Foster-Wheeler Development Corporation, Livingston, N.J. 07039

Y. Jaluria

Department of Mechanical and Aerospace Engineering, Rutgers University, New Brunswick, N.J. 08903

J. Sol. Energy Eng 106(4), 428-437 (Nov 01, 1984) (10 pages) doi:10.1115/1.3267622 History: Received October 01, 1983; Online November 11, 2009


An analytical and numerical study is carried out to determine the effect of buoyancy, resulting from temperature differences, on the recirculating flow arising in enclosed regions, such as the surface and storage layers of a salt-gradient solar pond, due to the discharge of fluid into it. The study investigates the time-dependent flow, considering an initially isothermal or thermally stratified fluid region, and the approach to the steady-state circumstance. Various flow configurations and boundary conditions, of particular relevance to energy extraction and heat rejection in solar ponds, are considered. The governing parameters, particularly the buoyancy parameter, are varied to determine the dependence of the flow field on these. Both laminar and turbulent flow are considered and numerical results are obtained for the velocity and temperature fields in the pond.

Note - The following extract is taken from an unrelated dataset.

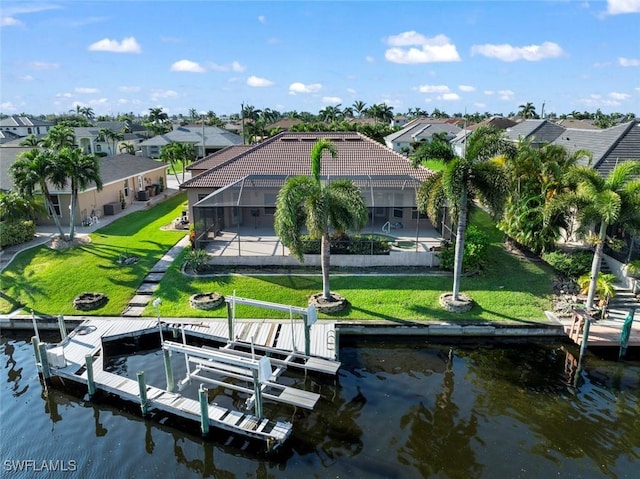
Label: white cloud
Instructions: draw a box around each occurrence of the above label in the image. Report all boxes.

Several interesting features are observed, particularly the strong effect of thermal buoyancy on the flow in the range of physical variables of practical interest and the effect of the flow on the growth and decay of a stable thermal stratification in the enclosed region. The effect of a periodic heat input into the region is studied. The study also considers relevant one-dimensional steady and transient analytical models for the thermal field and results are presented to indicate the range of validity of such simple models. The results obtained are also compared with earlier numerical and experimental studies of this flow circumstance and a fairly good agreement is observed. The relevance of the work to practical solar ponds is also outlined.